Professor Young Ran (Christine) Kim, a law professor at Yeshiva University in New York, penned a research paper arguing that economic activity in the metaverse meets two cornerstone definitions of “income” as laid down by economists.
The first is the Haig-Simons’ definition of income, and the second is the Glenshaw Glass income. Let’s dive in.
What exactly constitutes “income”?
The Haig-Simons income includes “gains or increases in wealth over a particular period regardless of whether spent on consumption or saved.”
On the other hand, the Glenshaw Glass income focuses on what we know as gross income. Payments that are “undeniable accessions to wealth, clearly realised, and over which taxpayers have complete dominion” are considered gross income, and therefore taxable.
Professor Kim argues that metaverse worlds, including Meta’s Horizon Worlds, Second Life, Roblox, Minecraft, and so on, have significant economic activity where participants engage in “the ability to consume, create, trade, and accumulate digital items with real economic value.”
Such economic activity generates in-game currency that can be legally converted – or at least, valued – to a taxable real-life currency such as crypto or US dollars. There have been news reports of players making a fortune and becoming millionaires in real-life thanks to Second Life. For Roblox, users are allowed to ‘cash out’ their in-game currency, ‘Robux’ to real-life US dollars – there’s even a fluctuating exchange rate for Robux and US dollars.
Therefore, according to Kim, users are earning income and accumulating wealth in a way that’s not so different to how people earn money in real life, which is why the metaverse should be taxed.
Harry Dell, an NSW-based lawyer specialising in crypto tax, tells The Chainsaw that while the idea of taxing the metaverse may seem unique, “it doesn’t change the fundamentals of people having to pay tax on income and capital gains.”
“[That a tax obligation arises whenever there is money earned] is a relatively resilient definition,” he says.

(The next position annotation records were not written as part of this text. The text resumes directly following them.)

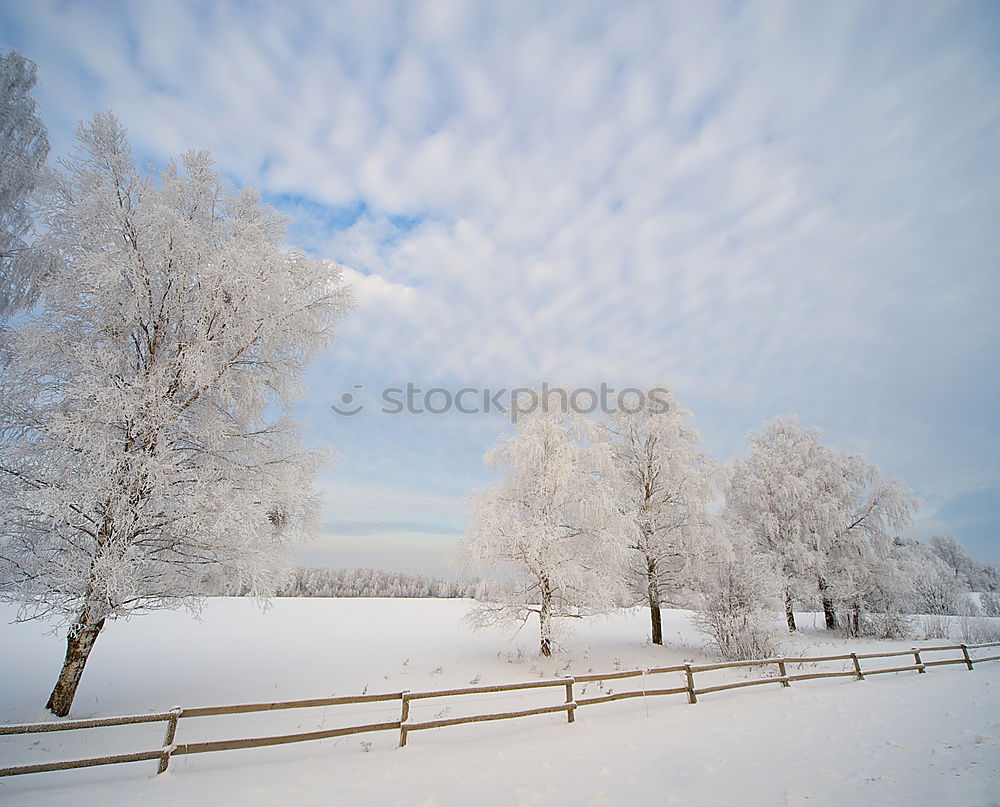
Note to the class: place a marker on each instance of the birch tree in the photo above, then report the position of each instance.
(147, 452)
(861, 510)
(819, 513)
(667, 486)
(774, 495)
(24, 147)
(549, 538)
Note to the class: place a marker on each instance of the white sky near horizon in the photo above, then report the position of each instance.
(771, 207)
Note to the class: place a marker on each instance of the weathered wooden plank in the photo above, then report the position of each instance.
(609, 676)
(942, 661)
(917, 667)
(442, 693)
(280, 739)
(725, 665)
(886, 654)
(814, 659)
(97, 722)
(243, 708)
(44, 767)
(738, 685)
(835, 674)
(457, 721)
(631, 693)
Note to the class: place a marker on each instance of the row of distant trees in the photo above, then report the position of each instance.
(324, 582)
(589, 514)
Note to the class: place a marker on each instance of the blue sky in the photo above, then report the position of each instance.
(772, 207)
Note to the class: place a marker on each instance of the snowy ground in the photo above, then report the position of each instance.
(894, 739)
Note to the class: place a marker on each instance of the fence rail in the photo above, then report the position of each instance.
(404, 725)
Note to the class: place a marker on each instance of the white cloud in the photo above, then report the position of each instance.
(776, 208)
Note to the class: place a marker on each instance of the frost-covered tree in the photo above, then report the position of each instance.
(819, 513)
(667, 486)
(739, 588)
(550, 538)
(147, 454)
(973, 575)
(861, 509)
(24, 146)
(773, 495)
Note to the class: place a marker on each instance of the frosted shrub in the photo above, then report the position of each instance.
(734, 615)
(989, 603)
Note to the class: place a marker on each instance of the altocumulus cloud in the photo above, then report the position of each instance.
(772, 207)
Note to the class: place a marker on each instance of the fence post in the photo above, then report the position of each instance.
(692, 698)
(859, 676)
(168, 740)
(404, 715)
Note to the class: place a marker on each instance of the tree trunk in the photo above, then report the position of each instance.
(79, 643)
(654, 603)
(545, 619)
(829, 612)
(789, 614)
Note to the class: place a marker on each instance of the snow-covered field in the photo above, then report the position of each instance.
(894, 739)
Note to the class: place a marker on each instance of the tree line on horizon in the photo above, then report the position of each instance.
(590, 514)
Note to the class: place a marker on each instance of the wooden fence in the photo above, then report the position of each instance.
(404, 725)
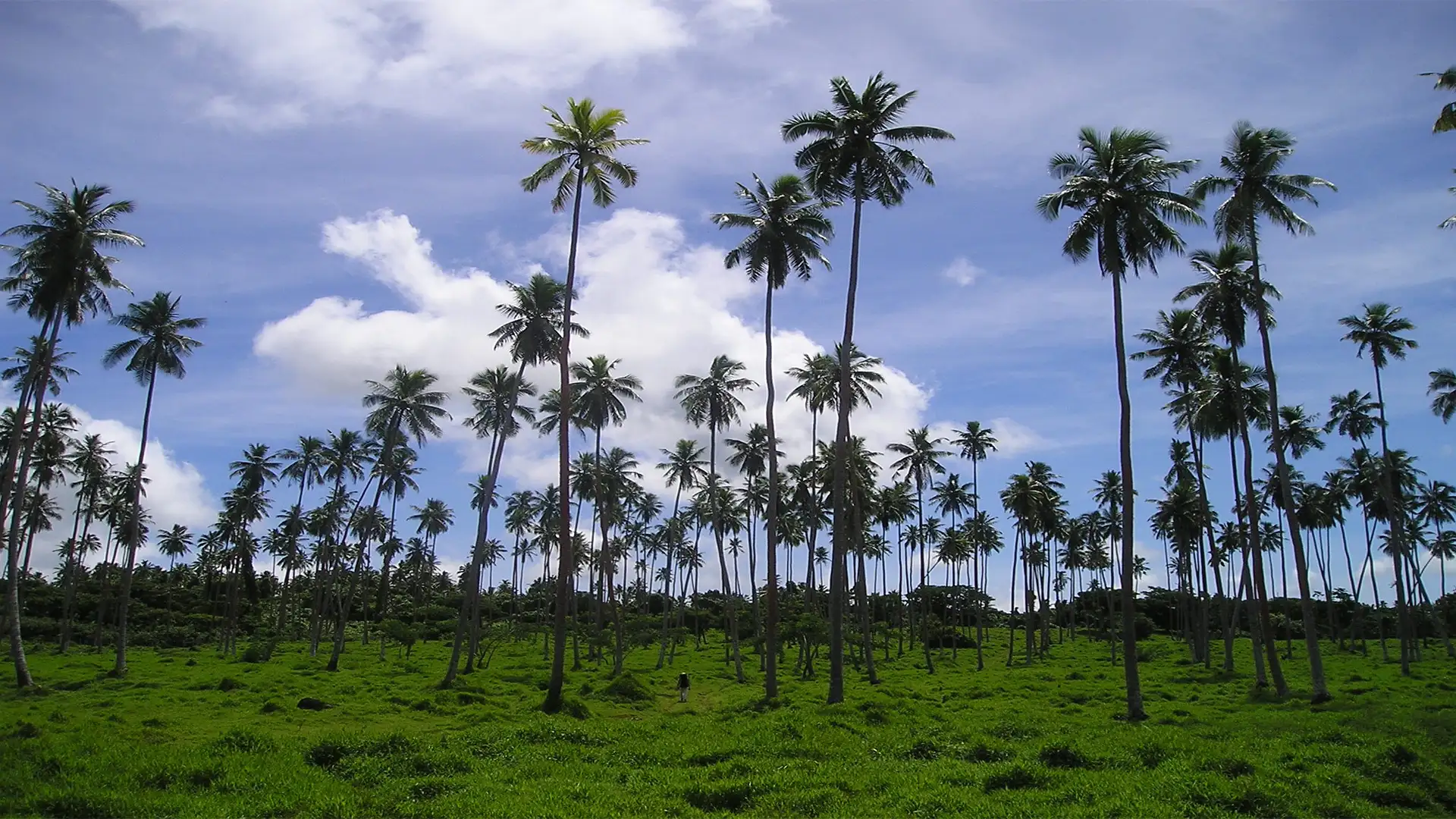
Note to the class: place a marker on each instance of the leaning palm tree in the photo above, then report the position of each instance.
(1223, 297)
(1379, 331)
(921, 463)
(1120, 183)
(710, 401)
(535, 321)
(158, 347)
(1258, 190)
(1446, 121)
(856, 150)
(60, 276)
(582, 149)
(1443, 387)
(402, 407)
(788, 232)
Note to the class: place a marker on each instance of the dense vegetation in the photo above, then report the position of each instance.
(894, 548)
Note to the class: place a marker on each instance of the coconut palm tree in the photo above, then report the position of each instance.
(159, 346)
(402, 407)
(1120, 183)
(582, 148)
(1443, 387)
(1258, 190)
(60, 276)
(711, 401)
(788, 232)
(683, 469)
(919, 463)
(856, 150)
(1379, 331)
(535, 322)
(303, 464)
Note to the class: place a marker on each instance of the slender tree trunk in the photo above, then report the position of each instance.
(1134, 692)
(1307, 604)
(566, 563)
(8, 494)
(840, 500)
(1397, 522)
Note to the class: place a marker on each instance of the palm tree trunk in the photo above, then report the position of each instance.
(1307, 604)
(566, 563)
(15, 499)
(1134, 692)
(133, 532)
(1397, 523)
(839, 499)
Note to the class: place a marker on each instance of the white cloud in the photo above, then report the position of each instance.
(175, 490)
(963, 271)
(648, 297)
(297, 60)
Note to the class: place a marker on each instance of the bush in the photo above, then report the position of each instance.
(626, 689)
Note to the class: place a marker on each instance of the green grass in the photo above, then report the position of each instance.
(188, 733)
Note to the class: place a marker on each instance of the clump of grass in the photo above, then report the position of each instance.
(1062, 755)
(626, 689)
(983, 752)
(1017, 777)
(720, 796)
(1229, 767)
(245, 741)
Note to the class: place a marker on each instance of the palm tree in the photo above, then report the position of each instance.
(582, 152)
(305, 464)
(1443, 385)
(919, 463)
(535, 322)
(159, 346)
(710, 401)
(1251, 175)
(60, 276)
(788, 232)
(856, 150)
(1120, 184)
(402, 407)
(1379, 331)
(91, 465)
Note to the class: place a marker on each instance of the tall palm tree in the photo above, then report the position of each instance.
(91, 465)
(683, 469)
(159, 346)
(1443, 387)
(60, 276)
(919, 463)
(1258, 190)
(582, 148)
(305, 464)
(788, 232)
(1379, 331)
(711, 401)
(1120, 183)
(856, 150)
(1223, 297)
(535, 322)
(402, 407)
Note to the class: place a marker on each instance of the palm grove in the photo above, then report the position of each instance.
(894, 548)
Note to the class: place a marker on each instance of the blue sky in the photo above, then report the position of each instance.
(335, 187)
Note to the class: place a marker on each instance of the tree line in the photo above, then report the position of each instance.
(1120, 188)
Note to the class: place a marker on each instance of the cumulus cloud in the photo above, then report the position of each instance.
(296, 60)
(175, 490)
(963, 271)
(650, 297)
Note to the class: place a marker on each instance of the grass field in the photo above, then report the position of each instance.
(190, 733)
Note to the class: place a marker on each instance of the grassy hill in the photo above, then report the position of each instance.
(190, 733)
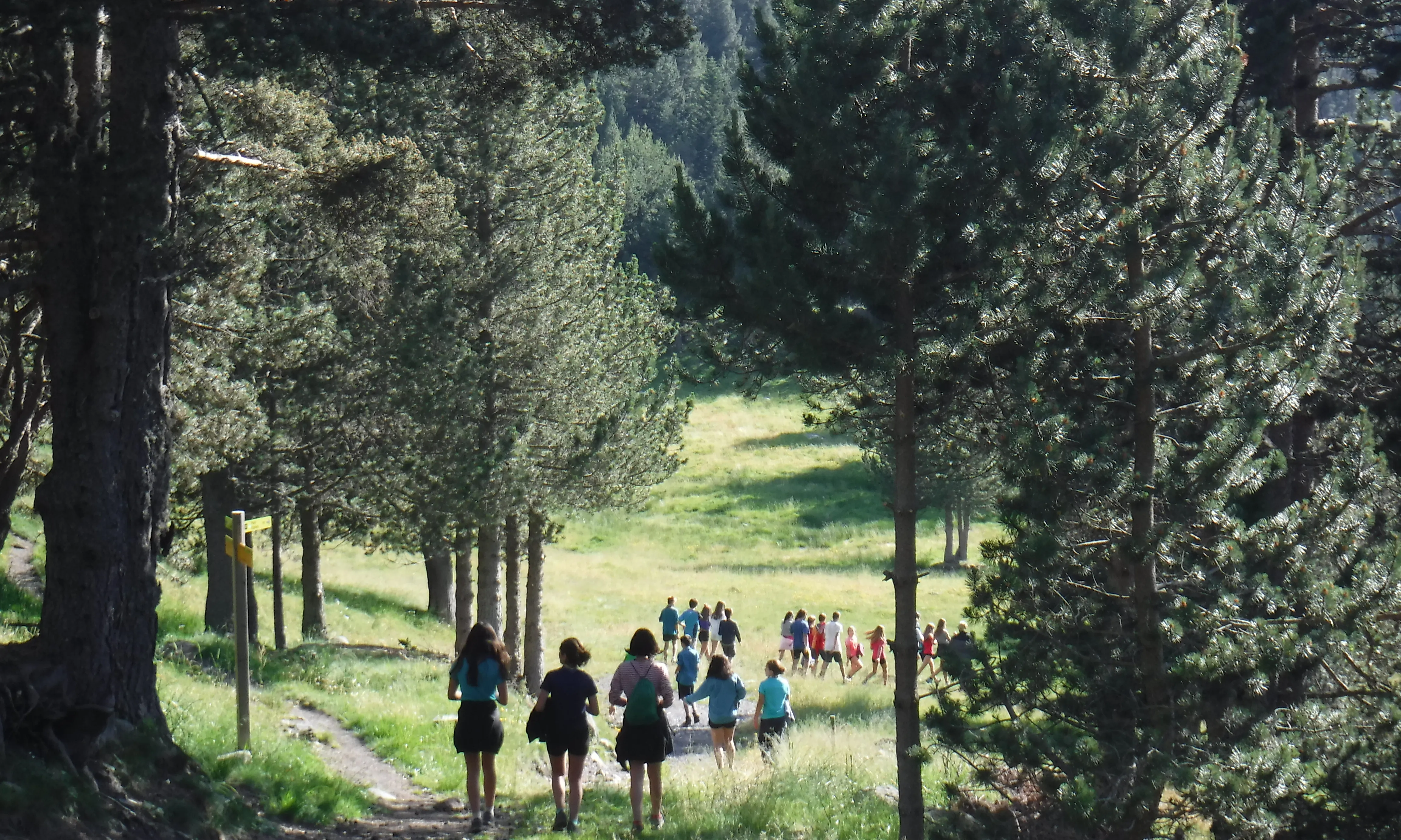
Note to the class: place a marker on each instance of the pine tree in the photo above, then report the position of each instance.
(1147, 617)
(873, 178)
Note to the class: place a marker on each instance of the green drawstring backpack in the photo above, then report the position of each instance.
(642, 705)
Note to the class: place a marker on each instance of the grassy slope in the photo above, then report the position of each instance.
(764, 516)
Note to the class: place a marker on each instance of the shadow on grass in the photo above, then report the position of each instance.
(826, 496)
(792, 440)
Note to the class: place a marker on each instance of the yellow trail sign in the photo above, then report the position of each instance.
(246, 553)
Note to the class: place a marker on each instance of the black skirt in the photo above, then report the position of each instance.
(648, 744)
(478, 728)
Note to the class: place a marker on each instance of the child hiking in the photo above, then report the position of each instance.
(566, 698)
(725, 691)
(644, 688)
(478, 680)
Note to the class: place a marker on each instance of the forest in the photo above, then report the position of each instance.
(1105, 296)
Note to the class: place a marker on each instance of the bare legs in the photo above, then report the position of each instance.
(653, 773)
(576, 789)
(722, 741)
(481, 782)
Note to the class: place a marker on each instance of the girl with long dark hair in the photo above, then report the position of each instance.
(478, 680)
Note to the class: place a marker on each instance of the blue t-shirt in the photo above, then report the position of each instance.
(688, 667)
(488, 677)
(725, 698)
(775, 692)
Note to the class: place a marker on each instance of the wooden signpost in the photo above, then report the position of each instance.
(237, 546)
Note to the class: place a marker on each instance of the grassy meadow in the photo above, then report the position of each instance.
(766, 516)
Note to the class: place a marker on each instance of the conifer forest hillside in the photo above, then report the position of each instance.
(1049, 352)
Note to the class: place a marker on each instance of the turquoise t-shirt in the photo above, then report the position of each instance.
(488, 677)
(775, 692)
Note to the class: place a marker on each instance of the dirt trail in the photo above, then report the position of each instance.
(22, 569)
(408, 813)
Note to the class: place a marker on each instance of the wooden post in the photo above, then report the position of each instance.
(240, 629)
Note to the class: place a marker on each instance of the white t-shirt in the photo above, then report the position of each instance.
(833, 636)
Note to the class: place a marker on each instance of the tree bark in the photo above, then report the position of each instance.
(313, 593)
(107, 311)
(279, 621)
(1142, 552)
(512, 638)
(438, 565)
(534, 597)
(950, 559)
(216, 492)
(29, 405)
(906, 577)
(489, 576)
(466, 615)
(964, 525)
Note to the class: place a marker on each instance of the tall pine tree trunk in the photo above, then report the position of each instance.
(950, 559)
(513, 593)
(106, 299)
(1142, 553)
(906, 577)
(466, 615)
(216, 496)
(438, 565)
(964, 525)
(313, 593)
(489, 575)
(534, 598)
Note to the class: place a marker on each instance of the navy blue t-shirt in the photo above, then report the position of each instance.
(569, 692)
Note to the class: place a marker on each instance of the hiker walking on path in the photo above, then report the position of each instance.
(729, 633)
(688, 668)
(799, 631)
(833, 646)
(644, 689)
(877, 639)
(787, 635)
(724, 689)
(566, 696)
(854, 654)
(773, 709)
(704, 635)
(478, 680)
(669, 618)
(691, 621)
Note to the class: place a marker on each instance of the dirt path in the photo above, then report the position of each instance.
(22, 569)
(408, 813)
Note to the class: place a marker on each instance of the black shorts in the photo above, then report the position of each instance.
(478, 728)
(771, 730)
(575, 742)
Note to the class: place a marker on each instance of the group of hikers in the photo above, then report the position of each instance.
(808, 640)
(644, 689)
(568, 696)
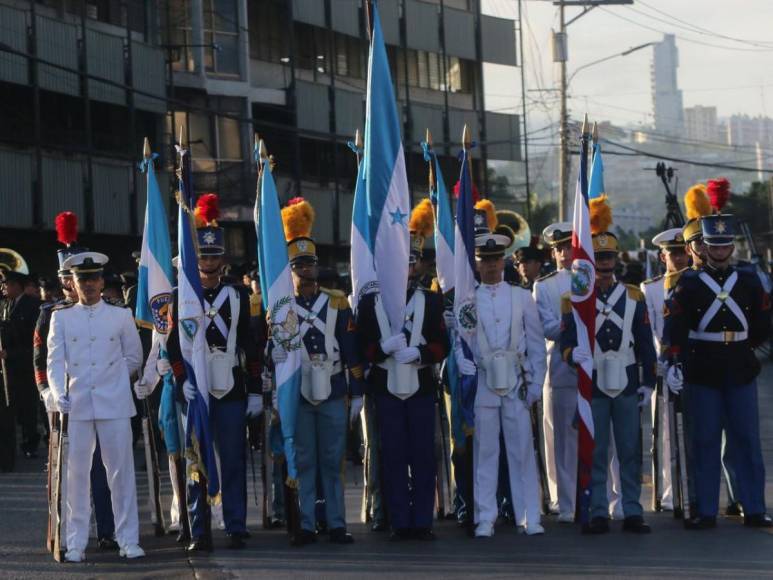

Problems with taxing the metaverse
The main issue with taxing metaverse worlds, however, is that the majority of players in those worlds are minors. Children engaging in what could constitute economic activity on Roblox are mostly still unable to earn a real-life income. So, who would be paying the tax should it be implemented?
Harry Dell also shares with The Chainsaw that existing tax obligations by tech corporations already somewhat cover what’s being proposed.
“For example, Alibaba and Amazon have tax obligations all around the world on behalf of users. So, it’s not so strange to force the facilitators of sales into paying tax on behalf of other people,” he says.
“If you are just playing the game and buying a few items so you can enjoy it, there’s generally no tax to think about. But when it starts to get commercial or when you are running a business with a substantial profit like an enterprise, tax obligations arise,” he explains.
What should be taxed
The metaverse is a large, expansive universe. So, what exactly should be taxed? Professor Kim lays out several types of player moves that could be viewed as income-earning activity.
First and foremost, any activity where the player makes an earning or profit. For example, buying or selling land in virtual worlds like Roblox or Decentraland.
Next, self-created or produced assets. Some virtual worlds like Roblox and Minecraft allow fans to create their own in-game items – like skins and weapons – and sell to other players. This could be viewed as “imputed income”, i.e. income that an individual earns outside of their salary or wage.
Professor Kim likens the sale or purchase of self-created in-game assets to baking cookies at home or harvesting apples at one’s backyard. “Whenever a person performs services for one’s own benefit or produces goods for one’s own consumption, the person has an economic gain equal to the amount the person saves by not having to pay someone else to provide the services or goods,” she explains.
“NFTs, loot drops, intra-metaverse exchanges, inter-metaverse exchanges, and cash-for-virtual-goods exchanges” should thus also be taxed.
What happens if the metaverse goes “untaxed”?
Tax revenue is a mammoth source of income for governments. The global metaverse market is projected to reach US$800 billion (AU$1.52 billion) in 2024, according to Bloomberg Intelligence.
Of course, governments lose substantial revenue if virtual worlds are overlooked as taxable entities. Professor Kim’s paper asserts that a “tax haven” could also arise as a result. However, as the metaverse is an open, borderless virtual world, figuring out how to tax players is extremely difficult as it remains uncharted territory.
“There’s a whole new possibility here to be explored… we are actually dealing with similar kinds of questions with space law. Let’s say you go into space and earn income from mining on Mars, where is that tax?”
“… it’s not an easy area, so putting in global tax agreements [in the metaverse] could take decades,” Dell adds.
Here’s one thing to note for metaverse gamers in Australia who are looking to build a business with Roblox: even when a method is worked out for taxing people for money earned, the first $18,200 people earn in Australia is tax free. So, it would only apply to people who are earning more than $18,201.